I want to scoff, but a tiny voice in the back of my head stops me, asking if maybe she’s right. If maybe I am sabotaging my own chance at moving on. If I thought this arrangement was a relaxing nap in the sun, but I’ve actually been lying on railroad tracks and now the train’s a-coming.
“I shouldn’t have gone to Robin like that,” Key says, guard lowering. “But I did it because I love you and don’t want to see you get hurt. You get that, right?”
“I understand why you did it,” I admit. “And even though I’m ninety percent annoyed, I’m also ten percent grateful that you care about me enough to be honest, even if it’s not something I want to hear. Well, I’m a hundred percent grateful for you all the time. I’m just also annoyed right now.”
Key pulls off her smock and wraps me in a hug. “Fine, I’ll let you punch yourself in the face,” she says, her words muffled by my shoulder. “I’m sorry for inserting myself in your weird situationship with Robin. How can I make it up to you?”
I pull back, holding Key by the elbows. “Are you done painting for the day?”
“I can be.”
“Good.” I pull my keys out of my pocket and shake them. “I know just what you can do.”
—
A couple hours later, Key and I admire our handiwork, standing with Thembi in front of Drizzled Donuts.
“What do you think?” I ask.
“I’m stunned!” Thembi says, ecstatic. “When Key first told me about your windows, I knew it would be a nice facelift, but this is beyond my wildest dreams. It already feels like the heart of the shop.” She beams at the stained-glass window stretching above the storefront.
It’s a pattern of colorful circles that don’t immediately read as donuts but become recognizable when you spot the sprinkles and drizzles.

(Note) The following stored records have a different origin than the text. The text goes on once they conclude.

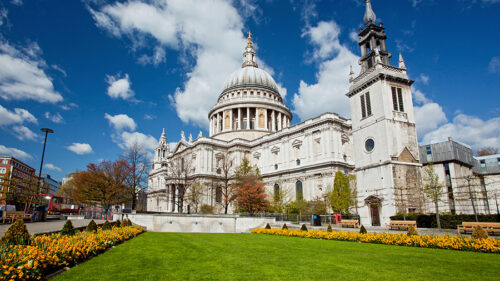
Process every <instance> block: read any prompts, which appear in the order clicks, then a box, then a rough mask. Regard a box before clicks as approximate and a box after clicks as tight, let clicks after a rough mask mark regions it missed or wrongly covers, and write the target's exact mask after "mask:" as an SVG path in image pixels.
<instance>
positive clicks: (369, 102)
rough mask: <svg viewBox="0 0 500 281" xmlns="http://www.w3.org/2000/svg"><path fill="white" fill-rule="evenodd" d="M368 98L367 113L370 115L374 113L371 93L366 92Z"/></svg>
mask: <svg viewBox="0 0 500 281" xmlns="http://www.w3.org/2000/svg"><path fill="white" fill-rule="evenodd" d="M365 99H366V114H367V115H368V116H370V115H372V104H371V102H370V93H366V94H365Z"/></svg>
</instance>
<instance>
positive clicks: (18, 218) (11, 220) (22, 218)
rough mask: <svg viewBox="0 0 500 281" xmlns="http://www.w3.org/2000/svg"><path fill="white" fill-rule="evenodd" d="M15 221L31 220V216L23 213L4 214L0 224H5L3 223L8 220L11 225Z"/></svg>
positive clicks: (13, 211)
mask: <svg viewBox="0 0 500 281" xmlns="http://www.w3.org/2000/svg"><path fill="white" fill-rule="evenodd" d="M17 219H22V220H31V214H26V213H24V212H23V211H10V212H5V214H4V216H3V221H2V223H5V221H9V220H10V223H12V222H14V221H15V220H17Z"/></svg>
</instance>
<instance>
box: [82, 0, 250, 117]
mask: <svg viewBox="0 0 500 281" xmlns="http://www.w3.org/2000/svg"><path fill="white" fill-rule="evenodd" d="M232 4H233V3H232V2H229V1H221V0H214V1H194V0H173V1H160V0H158V1H152V2H150V3H148V4H146V3H141V2H138V1H128V2H125V3H118V2H117V3H114V4H109V5H105V6H102V7H100V8H99V9H95V10H94V9H90V12H91V13H92V16H93V17H94V20H95V21H96V24H97V25H98V26H99V27H101V28H104V29H106V30H108V31H109V32H110V33H111V34H113V35H114V36H117V37H120V36H122V35H124V36H127V37H129V38H131V39H132V40H133V42H134V43H135V44H136V45H141V44H142V45H144V44H143V43H142V41H143V40H144V38H154V39H155V40H156V41H157V44H155V45H161V46H164V47H165V48H172V49H175V50H178V51H179V52H180V53H181V54H185V55H184V58H183V55H181V62H187V63H186V66H187V67H188V69H189V71H188V73H187V75H186V76H187V81H186V82H185V83H184V85H183V86H182V87H179V88H177V89H176V91H175V93H173V94H172V95H170V100H171V101H172V105H173V106H174V107H175V108H176V111H177V114H178V116H179V118H180V119H181V120H182V121H183V122H186V123H188V122H192V123H194V124H196V125H198V126H202V127H207V126H208V120H207V115H208V111H209V110H210V108H211V107H212V106H213V104H214V102H215V101H216V100H217V97H218V95H219V94H220V92H219V90H220V89H221V87H222V85H223V83H224V80H225V79H226V78H227V76H229V74H231V73H232V72H233V71H234V70H236V69H238V68H239V67H240V66H241V60H242V58H241V54H242V52H243V50H244V47H245V45H246V40H245V37H244V36H243V33H242V29H243V19H242V17H241V16H240V15H239V14H238V11H237V10H236V9H235V8H234V7H233V6H232ZM243 6H247V5H246V4H245V3H243ZM246 8H250V7H246ZM257 38H258V35H257ZM186 56H187V57H186ZM191 58H192V59H194V61H195V63H194V64H191V63H190V62H191V61H192V60H191Z"/></svg>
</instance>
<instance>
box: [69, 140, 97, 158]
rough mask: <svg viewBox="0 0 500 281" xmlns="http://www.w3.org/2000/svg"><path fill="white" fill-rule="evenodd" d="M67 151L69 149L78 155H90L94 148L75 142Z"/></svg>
mask: <svg viewBox="0 0 500 281" xmlns="http://www.w3.org/2000/svg"><path fill="white" fill-rule="evenodd" d="M66 149H68V150H69V151H72V152H74V153H76V154H78V155H82V154H89V153H92V152H93V151H92V147H91V146H90V144H88V143H78V142H74V143H72V144H71V145H69V146H66Z"/></svg>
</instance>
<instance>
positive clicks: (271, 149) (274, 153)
mask: <svg viewBox="0 0 500 281" xmlns="http://www.w3.org/2000/svg"><path fill="white" fill-rule="evenodd" d="M271 152H272V153H274V154H278V152H280V148H279V147H277V146H273V148H271Z"/></svg>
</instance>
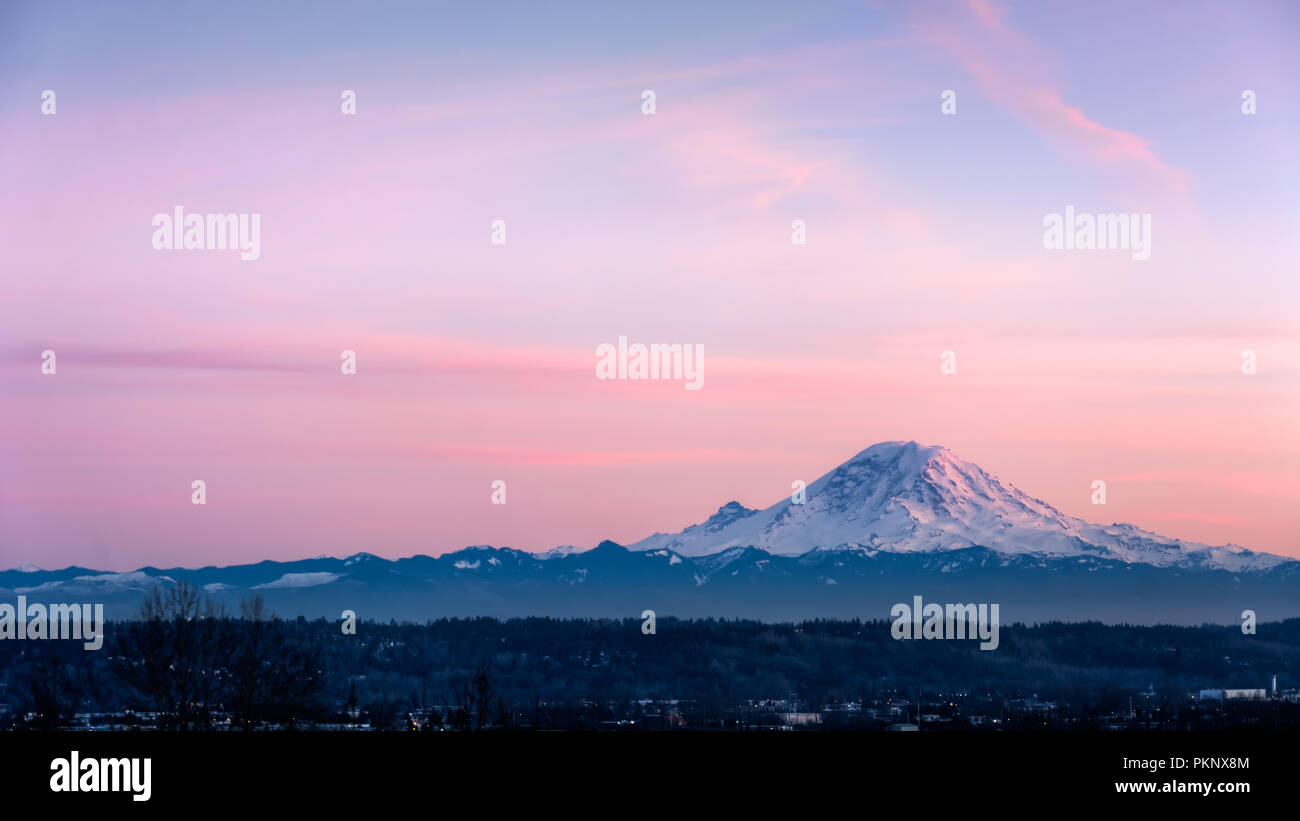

It has a sense of playfulness and joy that isn’t always found in a medium associated with stodgy old churches, but it’s also modern and geometric enough to not look childish or corny.
“It’s really one of your best,” Key agrees. “Maybe you should use food as your inspiration more often.”
I pull out my phone to photograph the finished product of weeks of work.
I can almost always find something to improve upon in my windows, but with this one, I wouldn’t change a single pane.
Even though I nearly lost my fingerprints from all the cuts and burns working on those sprinkles.
“It’ll look great with the morning light,” I say, closer than I’d usually come to bragging out loud.
“You’ll have to send me pictures, Thembi. ”
“I will,” she promises. “And I can’t believe you did it for such a low rate. As a small business owner, I could kiss you for that. Thank you so much.”
“And what do I get?” Key says in a playfully chiding tone. “I learned to install a window. Don’t I at least get a pat on the back?”
“You learned to assist me while I install a window.” I theatrically clap Key’s shoulder. “But there you go.”
“I can do better than that.” Thembi opens the door to her shop, jingling the attached bell. “Can I send y’all home with some donuts?”
Key and I happily agree. As we wait for Thembi to box up the day’s leftovers, Key turns to me. “I’m next, right? I’ve tried to be patient, but I’m dying to see what magic you’re working for me.”
I smile, picturing the fresh design I’ve sketched out for Key’s studio. “Don’t worry,” I say. “I saved the best for last.”